The Arizal explains the passuk according to the Kabbala in a slightly different way. He says that the Torah is saying that we may have performed mitzvos with a certain degree of happiness, however our ikar joy did not derive from shemiras hamitzvos, rather from the simcha of ‘rov kol’ which refers to all other sources of happiness . Thus, Hashem is telling the Jewish people that the simcha of Avodas Hashem must be far greater than the pleasure derived from other endeavors, and that this is an essential part of one’s Avoda. This is a lesson that is of great relevance to Rosh Hashana: The main avoda of Rosh Hashana is to make Hashem King. A significant aspect of this is to recognize that Hashem is the only source of meaning, all other ‘sources’ of pleasure are meaningless. This is also a prerequisite to the teshuva process leading up to Yom Kippur. because if a person’s sheifus (desires) are not purely towards Avodas Hashem, then he will find it almost impossible to avoid sin. There will be times when his desires clash with Ratson Hashem and his shemiras hamitzvos will inevitably suffer. Thus, any teshuva he does on Yom Kippur will be tainted by his outlook on life - that Hashem is not the only source of meaning and joy.
It is important to note that even if a person somehow avoids sinning whilst pursuing his other desires he will still face unpleasant consequences. Rav Yissochor Frand Shlita tells a frightening story that illustrates this point. The Chiddushei Harim zt”l once travelled with a man on his carriage that was pulled by two horses. After a few miles, one of the horses died, causing great distress to its owner. A few miles later, the other horse also died. The owner was so distressed at the loss of his horses that meant so much to him that he sat crying for a long time until he cried so much that he died. That night, the Chiddushei Harim had a dream; in that dream he saw that the man who had died, received Olam Haba. But what was his Olam Haba? A lovely carriage with two beautiful horses. This story teaches us that our Olam Haba is created by what we value in Olam Hazeh - for this man, the most important thing in his life was his horses and carriage, therefore, that was what he got for eternity.
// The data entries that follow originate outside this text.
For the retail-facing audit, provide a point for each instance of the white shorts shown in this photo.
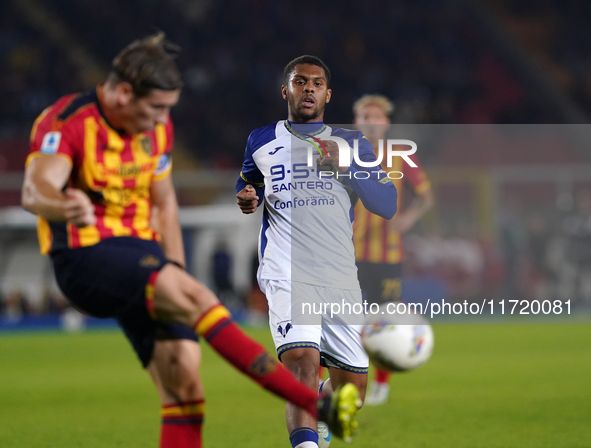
(339, 345)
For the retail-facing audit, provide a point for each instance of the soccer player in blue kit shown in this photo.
(306, 243)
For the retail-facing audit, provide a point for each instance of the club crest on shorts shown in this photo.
(149, 261)
(146, 143)
(284, 327)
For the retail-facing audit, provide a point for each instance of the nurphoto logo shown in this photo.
(345, 159)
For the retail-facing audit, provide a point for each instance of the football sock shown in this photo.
(304, 438)
(251, 358)
(181, 425)
(321, 372)
(382, 376)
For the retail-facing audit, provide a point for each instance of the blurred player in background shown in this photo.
(307, 253)
(378, 242)
(99, 177)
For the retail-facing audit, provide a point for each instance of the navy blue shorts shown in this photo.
(380, 282)
(109, 280)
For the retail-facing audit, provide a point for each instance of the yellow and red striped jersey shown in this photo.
(374, 241)
(114, 168)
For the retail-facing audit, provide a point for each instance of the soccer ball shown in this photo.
(397, 342)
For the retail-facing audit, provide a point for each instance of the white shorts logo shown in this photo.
(51, 143)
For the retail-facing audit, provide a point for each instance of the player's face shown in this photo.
(143, 114)
(372, 121)
(306, 93)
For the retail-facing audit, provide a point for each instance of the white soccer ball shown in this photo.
(397, 342)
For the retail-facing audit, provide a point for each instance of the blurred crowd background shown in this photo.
(511, 224)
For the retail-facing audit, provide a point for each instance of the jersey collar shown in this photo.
(303, 130)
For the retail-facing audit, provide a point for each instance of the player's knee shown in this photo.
(302, 363)
(185, 385)
(187, 390)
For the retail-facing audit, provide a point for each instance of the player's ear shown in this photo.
(124, 93)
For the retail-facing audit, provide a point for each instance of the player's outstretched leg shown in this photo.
(174, 295)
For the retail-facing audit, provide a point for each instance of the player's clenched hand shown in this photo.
(332, 148)
(78, 209)
(248, 200)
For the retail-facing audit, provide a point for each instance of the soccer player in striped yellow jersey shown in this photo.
(99, 178)
(379, 252)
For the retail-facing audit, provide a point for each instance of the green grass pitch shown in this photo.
(485, 386)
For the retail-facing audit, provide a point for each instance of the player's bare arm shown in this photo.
(405, 220)
(248, 200)
(166, 219)
(42, 193)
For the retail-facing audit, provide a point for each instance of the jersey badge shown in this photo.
(146, 143)
(51, 143)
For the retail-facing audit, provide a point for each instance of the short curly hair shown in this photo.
(147, 64)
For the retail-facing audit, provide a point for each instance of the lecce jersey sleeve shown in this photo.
(165, 142)
(53, 137)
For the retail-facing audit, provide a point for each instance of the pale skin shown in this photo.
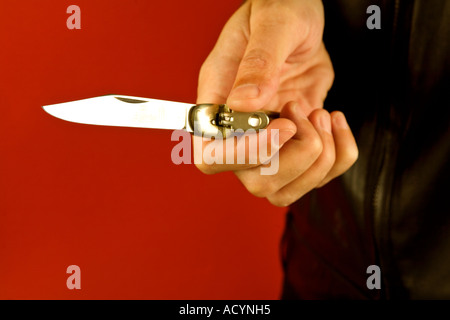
(270, 56)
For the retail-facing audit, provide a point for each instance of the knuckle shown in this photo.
(352, 155)
(260, 190)
(282, 200)
(315, 146)
(205, 168)
(256, 59)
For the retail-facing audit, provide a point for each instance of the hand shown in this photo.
(270, 56)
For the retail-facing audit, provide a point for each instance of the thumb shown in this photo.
(258, 76)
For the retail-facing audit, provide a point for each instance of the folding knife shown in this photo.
(208, 120)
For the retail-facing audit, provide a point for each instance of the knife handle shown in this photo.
(219, 121)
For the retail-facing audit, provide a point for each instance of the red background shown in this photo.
(109, 199)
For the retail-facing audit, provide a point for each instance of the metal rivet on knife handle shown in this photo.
(214, 120)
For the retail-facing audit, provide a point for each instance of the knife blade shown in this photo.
(127, 111)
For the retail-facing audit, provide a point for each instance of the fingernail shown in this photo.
(245, 91)
(280, 137)
(340, 121)
(297, 111)
(325, 123)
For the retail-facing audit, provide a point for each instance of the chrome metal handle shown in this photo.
(217, 120)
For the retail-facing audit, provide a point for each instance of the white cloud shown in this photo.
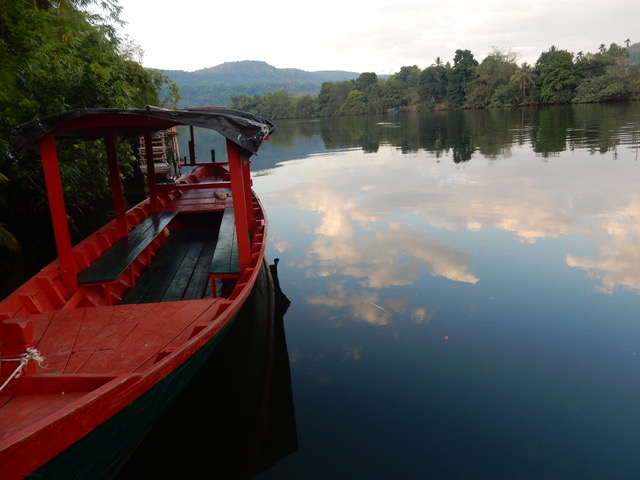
(379, 36)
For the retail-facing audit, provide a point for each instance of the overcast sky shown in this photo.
(368, 35)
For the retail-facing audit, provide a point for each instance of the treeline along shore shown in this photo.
(558, 77)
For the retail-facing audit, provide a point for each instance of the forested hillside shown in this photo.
(216, 85)
(558, 77)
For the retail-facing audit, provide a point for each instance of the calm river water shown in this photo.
(465, 292)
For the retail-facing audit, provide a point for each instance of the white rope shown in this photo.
(32, 354)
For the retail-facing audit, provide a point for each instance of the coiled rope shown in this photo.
(31, 354)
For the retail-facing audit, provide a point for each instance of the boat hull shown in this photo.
(99, 453)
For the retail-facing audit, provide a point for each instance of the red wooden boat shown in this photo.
(98, 343)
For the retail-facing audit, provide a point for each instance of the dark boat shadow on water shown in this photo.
(235, 419)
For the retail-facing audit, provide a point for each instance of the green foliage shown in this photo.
(497, 81)
(556, 75)
(57, 56)
(461, 77)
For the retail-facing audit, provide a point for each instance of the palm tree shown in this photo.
(523, 77)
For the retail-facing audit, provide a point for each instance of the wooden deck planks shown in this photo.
(147, 330)
(56, 343)
(179, 270)
(24, 410)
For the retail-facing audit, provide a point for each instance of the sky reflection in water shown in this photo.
(461, 320)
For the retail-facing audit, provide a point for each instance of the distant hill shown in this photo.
(214, 85)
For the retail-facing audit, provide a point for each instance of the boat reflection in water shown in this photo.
(236, 417)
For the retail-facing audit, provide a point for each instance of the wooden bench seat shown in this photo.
(225, 262)
(112, 263)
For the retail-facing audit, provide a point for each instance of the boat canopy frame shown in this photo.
(244, 133)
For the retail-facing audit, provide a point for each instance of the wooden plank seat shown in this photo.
(225, 262)
(113, 262)
(168, 187)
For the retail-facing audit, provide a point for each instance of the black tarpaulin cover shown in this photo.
(244, 129)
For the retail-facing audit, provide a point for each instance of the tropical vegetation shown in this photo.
(57, 56)
(558, 77)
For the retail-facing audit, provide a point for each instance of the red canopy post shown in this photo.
(151, 170)
(116, 186)
(240, 197)
(58, 211)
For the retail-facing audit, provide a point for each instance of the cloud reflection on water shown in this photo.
(381, 217)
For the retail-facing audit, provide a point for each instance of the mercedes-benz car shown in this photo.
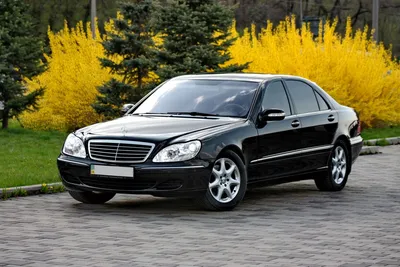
(213, 136)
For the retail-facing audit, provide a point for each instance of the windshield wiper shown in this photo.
(192, 113)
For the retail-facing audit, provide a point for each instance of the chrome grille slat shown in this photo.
(122, 151)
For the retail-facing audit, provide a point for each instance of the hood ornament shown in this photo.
(123, 130)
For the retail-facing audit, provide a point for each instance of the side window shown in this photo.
(303, 96)
(275, 97)
(322, 103)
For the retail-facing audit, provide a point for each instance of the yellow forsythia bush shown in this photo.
(74, 72)
(353, 69)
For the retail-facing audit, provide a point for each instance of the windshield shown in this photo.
(201, 97)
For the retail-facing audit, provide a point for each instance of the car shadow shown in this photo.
(288, 196)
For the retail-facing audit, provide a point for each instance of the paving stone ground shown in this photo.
(285, 225)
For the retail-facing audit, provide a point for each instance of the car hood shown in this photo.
(153, 128)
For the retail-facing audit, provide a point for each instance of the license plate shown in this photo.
(114, 171)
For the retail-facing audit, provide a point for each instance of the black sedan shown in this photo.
(213, 136)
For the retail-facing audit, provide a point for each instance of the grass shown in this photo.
(28, 157)
(380, 133)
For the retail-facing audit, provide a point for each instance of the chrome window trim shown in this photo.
(319, 112)
(73, 162)
(120, 142)
(292, 153)
(356, 140)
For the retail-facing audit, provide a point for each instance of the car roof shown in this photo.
(251, 77)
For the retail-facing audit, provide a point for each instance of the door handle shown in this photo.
(295, 123)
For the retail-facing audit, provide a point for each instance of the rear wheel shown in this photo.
(227, 184)
(91, 197)
(338, 169)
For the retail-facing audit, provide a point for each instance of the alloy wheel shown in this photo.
(339, 165)
(224, 184)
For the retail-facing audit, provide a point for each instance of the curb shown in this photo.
(29, 189)
(368, 150)
(388, 141)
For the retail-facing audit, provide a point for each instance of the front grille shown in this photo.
(119, 151)
(117, 183)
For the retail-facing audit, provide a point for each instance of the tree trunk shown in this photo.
(5, 119)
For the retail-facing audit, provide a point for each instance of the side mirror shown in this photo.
(272, 114)
(125, 108)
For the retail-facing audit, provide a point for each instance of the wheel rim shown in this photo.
(339, 165)
(225, 180)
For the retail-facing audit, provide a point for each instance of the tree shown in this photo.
(20, 58)
(129, 51)
(196, 37)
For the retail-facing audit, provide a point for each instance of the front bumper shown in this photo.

One may ask, it does not seem to be so bad for a person to receive in Olam Haba that which he cherishes so much in Olam Hazeh. Rav Frand answers this question. He says that when he was a young child he always wanted a slingshot with which to play with but his parents refused. Imagine if, at the time of his wedding, his parents would come to him and say, “here is the slingshot that you always wanted!” As a child, the slingshot was valuable to him, but now he has grown out of it. So too, we may strive to acquire various pleasures in Olam Hazeh, such as money or kavod, believing that they will provide us with contentment. But when we arrive in Olam Haba we will see the truth of the words of Mesillas Yesharim: “everything else [apart from closeness to Hashem] that people believe are good is nothing but emptiness. ” In the Olam Haemes, we will see with perfect clarity, how meaningless are those things that we put so much energy into acquiring in this world.
The tochacha of Ki Savo is a stark reminder that it is not enough to merely observe the mitzvos, but that it must be the sole driving force in our lives. Kavod, power, money, food and any other ‘pleasure’ are all illusionary sources of meaning - making Hashem King means realizing that He is the only source of true simcha.